Et c'est parti dès la première seconde du film, quand l'enfance d'Amélie défile en accéléré. Pas besoin de grand-chose : Amélie engloutissant dix framboises (une par doigt) ou disant adieu à son poisson rouge suicidaire, abandonné dans un ruisseau : l'anecdote, chez Jeunet, est le dénominateur commun d'une enfance remémorée comme un jardin merveilleux mais aussi, parfois, comme une triste boîte à souvenirs.
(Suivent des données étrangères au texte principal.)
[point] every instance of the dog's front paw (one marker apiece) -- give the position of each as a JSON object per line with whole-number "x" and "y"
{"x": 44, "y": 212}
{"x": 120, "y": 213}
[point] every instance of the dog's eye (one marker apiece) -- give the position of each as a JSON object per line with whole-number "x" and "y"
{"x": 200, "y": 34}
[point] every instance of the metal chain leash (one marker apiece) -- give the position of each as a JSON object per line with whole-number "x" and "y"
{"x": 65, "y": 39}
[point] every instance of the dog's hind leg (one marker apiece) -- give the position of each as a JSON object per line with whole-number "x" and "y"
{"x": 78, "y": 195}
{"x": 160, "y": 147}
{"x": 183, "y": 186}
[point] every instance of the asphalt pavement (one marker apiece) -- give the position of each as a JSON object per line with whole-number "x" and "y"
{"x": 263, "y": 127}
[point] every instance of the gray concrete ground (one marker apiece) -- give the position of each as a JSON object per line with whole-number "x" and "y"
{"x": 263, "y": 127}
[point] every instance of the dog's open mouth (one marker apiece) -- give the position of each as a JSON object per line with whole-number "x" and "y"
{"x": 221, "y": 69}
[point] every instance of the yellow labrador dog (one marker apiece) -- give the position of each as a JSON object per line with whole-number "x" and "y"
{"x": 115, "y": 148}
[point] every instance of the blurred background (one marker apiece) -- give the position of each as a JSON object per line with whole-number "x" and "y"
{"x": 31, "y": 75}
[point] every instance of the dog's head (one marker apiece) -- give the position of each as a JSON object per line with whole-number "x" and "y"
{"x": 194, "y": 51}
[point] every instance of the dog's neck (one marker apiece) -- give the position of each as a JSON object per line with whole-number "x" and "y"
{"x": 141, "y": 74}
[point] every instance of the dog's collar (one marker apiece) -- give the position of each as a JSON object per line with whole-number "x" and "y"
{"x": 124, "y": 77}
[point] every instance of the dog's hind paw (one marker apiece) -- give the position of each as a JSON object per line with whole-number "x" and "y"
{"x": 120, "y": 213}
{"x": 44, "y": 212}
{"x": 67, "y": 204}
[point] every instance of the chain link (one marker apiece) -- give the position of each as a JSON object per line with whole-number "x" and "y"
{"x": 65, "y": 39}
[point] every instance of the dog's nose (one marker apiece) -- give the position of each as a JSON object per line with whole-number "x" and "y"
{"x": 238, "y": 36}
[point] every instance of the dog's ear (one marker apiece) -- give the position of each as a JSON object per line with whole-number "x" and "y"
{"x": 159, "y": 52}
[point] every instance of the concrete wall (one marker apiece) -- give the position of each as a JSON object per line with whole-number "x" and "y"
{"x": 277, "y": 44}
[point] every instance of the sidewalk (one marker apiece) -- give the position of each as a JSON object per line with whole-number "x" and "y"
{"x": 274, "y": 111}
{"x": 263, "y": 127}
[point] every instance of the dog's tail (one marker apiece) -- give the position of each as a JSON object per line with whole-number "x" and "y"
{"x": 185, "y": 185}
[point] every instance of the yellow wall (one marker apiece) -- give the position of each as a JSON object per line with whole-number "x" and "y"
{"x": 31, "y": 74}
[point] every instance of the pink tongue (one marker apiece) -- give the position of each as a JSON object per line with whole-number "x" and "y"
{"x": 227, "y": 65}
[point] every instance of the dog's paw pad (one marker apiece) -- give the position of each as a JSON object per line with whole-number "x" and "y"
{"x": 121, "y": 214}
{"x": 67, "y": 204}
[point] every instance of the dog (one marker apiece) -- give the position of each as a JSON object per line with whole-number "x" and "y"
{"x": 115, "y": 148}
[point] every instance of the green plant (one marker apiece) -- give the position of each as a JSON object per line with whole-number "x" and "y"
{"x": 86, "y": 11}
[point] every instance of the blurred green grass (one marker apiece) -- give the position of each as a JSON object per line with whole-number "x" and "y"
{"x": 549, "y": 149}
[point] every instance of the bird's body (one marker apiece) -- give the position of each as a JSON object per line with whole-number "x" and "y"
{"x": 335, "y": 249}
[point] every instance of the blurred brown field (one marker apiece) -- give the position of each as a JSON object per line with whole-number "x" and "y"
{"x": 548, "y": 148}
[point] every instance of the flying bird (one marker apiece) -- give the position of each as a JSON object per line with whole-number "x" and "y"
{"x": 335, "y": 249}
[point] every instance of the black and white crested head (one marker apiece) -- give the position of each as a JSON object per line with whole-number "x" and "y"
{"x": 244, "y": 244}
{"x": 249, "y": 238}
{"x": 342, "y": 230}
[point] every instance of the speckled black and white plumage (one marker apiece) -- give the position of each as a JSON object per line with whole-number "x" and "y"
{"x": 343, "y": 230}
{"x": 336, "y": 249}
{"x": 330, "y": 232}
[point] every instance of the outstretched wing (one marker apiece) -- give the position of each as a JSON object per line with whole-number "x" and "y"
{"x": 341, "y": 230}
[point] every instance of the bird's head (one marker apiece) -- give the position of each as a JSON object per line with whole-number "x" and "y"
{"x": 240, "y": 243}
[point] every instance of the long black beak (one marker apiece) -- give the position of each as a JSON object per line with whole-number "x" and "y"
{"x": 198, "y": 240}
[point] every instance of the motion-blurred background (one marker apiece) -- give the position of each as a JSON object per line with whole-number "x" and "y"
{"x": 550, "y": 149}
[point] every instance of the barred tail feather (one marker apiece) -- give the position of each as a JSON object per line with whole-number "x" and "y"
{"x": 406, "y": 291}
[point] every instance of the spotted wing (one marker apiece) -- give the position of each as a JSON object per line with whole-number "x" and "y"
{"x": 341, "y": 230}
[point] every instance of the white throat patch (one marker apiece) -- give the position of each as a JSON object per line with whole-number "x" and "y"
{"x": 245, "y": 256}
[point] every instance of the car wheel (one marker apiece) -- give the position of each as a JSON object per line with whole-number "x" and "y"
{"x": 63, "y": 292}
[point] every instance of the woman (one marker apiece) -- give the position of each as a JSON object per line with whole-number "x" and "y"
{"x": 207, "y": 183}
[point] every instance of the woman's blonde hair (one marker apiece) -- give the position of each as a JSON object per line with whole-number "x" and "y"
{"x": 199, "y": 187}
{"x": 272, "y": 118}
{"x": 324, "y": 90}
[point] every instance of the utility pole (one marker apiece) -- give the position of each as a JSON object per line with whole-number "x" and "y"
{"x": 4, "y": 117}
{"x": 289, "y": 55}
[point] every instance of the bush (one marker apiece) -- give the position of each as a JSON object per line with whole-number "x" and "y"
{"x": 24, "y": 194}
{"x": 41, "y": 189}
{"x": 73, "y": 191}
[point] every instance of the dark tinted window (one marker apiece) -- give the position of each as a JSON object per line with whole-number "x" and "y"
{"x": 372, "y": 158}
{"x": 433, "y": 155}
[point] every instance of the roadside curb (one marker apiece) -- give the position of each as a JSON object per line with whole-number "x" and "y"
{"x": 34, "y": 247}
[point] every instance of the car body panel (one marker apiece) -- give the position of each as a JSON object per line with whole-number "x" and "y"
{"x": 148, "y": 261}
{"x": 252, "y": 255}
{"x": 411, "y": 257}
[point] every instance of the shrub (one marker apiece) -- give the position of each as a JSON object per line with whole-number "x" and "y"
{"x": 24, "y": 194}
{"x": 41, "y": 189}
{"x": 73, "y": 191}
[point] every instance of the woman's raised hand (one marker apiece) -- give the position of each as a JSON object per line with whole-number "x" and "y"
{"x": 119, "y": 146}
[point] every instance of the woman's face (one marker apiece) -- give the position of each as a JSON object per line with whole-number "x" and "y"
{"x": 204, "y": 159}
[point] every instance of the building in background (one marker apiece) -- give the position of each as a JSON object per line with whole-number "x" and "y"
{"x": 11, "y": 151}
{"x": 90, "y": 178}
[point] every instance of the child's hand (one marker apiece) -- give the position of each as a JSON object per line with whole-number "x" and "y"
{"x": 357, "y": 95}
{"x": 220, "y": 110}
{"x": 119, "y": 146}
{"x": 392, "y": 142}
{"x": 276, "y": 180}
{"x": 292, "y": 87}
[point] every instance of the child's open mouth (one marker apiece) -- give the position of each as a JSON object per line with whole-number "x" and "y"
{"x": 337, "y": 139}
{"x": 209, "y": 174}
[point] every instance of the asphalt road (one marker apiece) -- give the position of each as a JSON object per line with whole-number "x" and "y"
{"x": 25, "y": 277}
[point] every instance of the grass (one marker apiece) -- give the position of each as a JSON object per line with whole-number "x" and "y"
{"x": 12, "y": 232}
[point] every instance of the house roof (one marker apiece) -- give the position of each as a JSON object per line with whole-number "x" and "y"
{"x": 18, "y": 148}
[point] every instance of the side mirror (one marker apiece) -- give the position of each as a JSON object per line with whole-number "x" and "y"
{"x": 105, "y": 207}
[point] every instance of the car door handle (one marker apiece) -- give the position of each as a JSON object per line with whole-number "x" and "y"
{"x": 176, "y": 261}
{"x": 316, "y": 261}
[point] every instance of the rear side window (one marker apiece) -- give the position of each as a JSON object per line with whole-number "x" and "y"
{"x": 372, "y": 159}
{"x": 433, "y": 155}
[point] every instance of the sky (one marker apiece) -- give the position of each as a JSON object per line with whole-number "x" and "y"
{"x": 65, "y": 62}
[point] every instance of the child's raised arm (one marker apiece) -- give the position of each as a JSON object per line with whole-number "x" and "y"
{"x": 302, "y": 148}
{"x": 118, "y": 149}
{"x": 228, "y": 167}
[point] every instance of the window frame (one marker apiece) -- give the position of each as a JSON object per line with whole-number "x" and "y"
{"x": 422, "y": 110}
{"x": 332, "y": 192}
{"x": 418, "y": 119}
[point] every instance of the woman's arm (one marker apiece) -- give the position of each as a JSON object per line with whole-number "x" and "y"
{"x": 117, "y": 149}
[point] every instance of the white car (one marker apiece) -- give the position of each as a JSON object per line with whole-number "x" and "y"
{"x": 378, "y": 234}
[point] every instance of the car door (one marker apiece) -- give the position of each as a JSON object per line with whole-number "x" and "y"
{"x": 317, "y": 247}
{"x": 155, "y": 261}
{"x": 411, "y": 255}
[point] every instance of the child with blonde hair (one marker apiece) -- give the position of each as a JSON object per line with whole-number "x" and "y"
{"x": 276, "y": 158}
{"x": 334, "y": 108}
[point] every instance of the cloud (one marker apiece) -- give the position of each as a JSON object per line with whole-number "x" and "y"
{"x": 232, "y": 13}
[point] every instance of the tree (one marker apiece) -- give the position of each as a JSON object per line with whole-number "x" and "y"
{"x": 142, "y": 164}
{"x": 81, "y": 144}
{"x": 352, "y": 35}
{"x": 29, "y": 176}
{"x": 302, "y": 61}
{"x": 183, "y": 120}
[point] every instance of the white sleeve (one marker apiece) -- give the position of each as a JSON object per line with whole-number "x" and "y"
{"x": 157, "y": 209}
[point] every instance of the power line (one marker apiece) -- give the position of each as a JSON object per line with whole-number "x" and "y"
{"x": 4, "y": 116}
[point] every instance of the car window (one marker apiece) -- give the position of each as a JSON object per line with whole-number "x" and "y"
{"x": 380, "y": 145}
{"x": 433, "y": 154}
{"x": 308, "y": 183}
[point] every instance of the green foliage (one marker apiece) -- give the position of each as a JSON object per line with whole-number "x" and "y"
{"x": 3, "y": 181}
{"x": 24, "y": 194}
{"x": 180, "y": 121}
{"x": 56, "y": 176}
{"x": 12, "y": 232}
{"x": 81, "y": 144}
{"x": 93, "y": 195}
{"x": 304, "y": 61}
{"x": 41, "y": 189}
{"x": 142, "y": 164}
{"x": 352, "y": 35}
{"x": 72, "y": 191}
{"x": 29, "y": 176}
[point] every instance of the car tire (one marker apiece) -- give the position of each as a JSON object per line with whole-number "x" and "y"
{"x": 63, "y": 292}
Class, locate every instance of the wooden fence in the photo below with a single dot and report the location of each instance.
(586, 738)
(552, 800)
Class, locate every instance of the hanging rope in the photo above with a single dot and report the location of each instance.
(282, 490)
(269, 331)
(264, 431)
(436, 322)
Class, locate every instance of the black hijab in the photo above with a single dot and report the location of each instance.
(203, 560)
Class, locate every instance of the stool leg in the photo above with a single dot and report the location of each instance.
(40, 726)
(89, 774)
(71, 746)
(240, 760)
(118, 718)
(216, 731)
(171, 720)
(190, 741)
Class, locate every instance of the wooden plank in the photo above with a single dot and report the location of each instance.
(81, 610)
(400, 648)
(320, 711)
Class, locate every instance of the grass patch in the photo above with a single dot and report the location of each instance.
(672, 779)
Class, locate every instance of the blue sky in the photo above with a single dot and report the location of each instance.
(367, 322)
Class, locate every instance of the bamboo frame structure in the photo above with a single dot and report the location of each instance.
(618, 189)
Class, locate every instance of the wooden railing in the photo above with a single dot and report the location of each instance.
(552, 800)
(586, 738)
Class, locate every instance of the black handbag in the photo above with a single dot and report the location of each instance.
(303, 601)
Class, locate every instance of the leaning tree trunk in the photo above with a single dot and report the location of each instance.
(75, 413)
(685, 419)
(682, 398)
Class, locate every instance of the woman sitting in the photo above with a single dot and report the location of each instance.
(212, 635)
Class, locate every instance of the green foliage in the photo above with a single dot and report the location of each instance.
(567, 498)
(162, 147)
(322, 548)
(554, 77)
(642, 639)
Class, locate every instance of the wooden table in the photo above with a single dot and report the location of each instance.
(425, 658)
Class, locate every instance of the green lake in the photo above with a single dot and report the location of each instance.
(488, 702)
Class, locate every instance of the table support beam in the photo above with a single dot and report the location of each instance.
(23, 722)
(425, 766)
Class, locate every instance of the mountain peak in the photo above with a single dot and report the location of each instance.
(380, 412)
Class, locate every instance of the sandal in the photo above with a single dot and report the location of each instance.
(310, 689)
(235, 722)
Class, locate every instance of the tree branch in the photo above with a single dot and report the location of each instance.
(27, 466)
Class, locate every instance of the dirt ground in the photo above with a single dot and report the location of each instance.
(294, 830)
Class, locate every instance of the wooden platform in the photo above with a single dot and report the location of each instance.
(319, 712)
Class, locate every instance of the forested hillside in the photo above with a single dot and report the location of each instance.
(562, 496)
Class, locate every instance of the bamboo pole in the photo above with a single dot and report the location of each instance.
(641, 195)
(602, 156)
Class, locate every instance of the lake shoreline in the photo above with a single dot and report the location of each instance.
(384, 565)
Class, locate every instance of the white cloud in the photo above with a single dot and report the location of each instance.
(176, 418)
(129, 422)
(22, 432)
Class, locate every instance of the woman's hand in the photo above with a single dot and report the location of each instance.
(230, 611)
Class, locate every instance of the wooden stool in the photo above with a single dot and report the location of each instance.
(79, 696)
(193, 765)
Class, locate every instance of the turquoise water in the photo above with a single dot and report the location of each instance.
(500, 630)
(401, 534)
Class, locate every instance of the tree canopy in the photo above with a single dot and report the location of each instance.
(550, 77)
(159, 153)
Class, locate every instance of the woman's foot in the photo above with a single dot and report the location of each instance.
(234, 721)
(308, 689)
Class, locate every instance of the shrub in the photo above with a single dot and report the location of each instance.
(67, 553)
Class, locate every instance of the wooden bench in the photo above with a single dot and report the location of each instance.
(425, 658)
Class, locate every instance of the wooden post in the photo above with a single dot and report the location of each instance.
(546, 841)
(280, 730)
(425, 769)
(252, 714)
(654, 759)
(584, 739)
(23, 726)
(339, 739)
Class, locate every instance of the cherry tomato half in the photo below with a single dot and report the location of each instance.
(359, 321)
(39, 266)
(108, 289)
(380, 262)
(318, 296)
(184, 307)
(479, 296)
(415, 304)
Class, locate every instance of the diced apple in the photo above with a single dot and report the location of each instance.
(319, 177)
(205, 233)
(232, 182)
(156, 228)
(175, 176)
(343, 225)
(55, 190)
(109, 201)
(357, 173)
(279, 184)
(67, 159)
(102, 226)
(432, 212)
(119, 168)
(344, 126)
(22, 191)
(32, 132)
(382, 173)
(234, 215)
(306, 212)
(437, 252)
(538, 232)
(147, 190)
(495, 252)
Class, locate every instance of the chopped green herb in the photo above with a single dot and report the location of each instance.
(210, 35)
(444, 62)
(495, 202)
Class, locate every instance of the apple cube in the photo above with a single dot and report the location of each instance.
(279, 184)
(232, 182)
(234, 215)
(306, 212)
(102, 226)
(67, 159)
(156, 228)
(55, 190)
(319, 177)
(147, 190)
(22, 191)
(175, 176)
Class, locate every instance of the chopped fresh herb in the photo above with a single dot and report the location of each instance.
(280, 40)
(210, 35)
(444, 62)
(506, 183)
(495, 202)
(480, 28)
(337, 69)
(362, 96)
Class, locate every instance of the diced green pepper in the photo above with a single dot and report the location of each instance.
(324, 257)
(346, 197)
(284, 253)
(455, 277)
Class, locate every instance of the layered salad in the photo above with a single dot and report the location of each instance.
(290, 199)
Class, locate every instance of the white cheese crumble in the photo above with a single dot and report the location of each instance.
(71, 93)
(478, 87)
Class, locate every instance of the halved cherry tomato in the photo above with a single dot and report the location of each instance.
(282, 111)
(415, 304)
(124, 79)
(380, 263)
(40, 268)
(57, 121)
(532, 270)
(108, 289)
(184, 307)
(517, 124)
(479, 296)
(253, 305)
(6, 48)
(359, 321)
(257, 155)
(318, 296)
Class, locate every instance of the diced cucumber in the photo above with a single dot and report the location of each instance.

Adulte, indépendante et installée dans son appartement vermillon du XVIIIè arrondissement, Amélie va bientôt échaffauder des plans insensés pour aider son prochain. Il y a la buraliste du café où elle travaille, qui cherche l'amour sans le savoir, il y a le commis de l'épicier, sujet à toutes les humiliations, ou bien encore la concierge, jamais remise du départ de son bien-aimé... Pourtant, quand c'est à son tour de trouvé la félicité au gré d'une histoire d'amour avec un étrange garçon qui collectionne les Photomaton abandonnés, Amélie va repousser jusqu'au bout le bonheur promis...

Chapelet de moments magiques délicatement enchâssés par un artisan-cinéaste rompu à la mise en scène "atmosphérique" du quotidien, Le fabuleux destin..., ambré de sépia, joue sans ambrage le jeu de l'appel à l'imaginaire, et le recours, humble et révérencieux, à la poétique de l'image de l'Âge d'or : Prévert, Carné, Boubat comme autant de jalons inépuisables de l'âme franco-parisienne. Jeunet a beau filmer le Paname le plus ranci par des décennies de clichés (Sacré-Coeur, bars typiques et p'tites pépées), son amour des gueules et du tendre typage, son décalage permanent avec les contingences temporelles (mais en quelle année sommes-nous ?) comme avec le bon goût bien carré, transfigurant son inépuisable hymne au bonheur fugace, qui ne se permet jamais de dire plus que ce qu'il montre.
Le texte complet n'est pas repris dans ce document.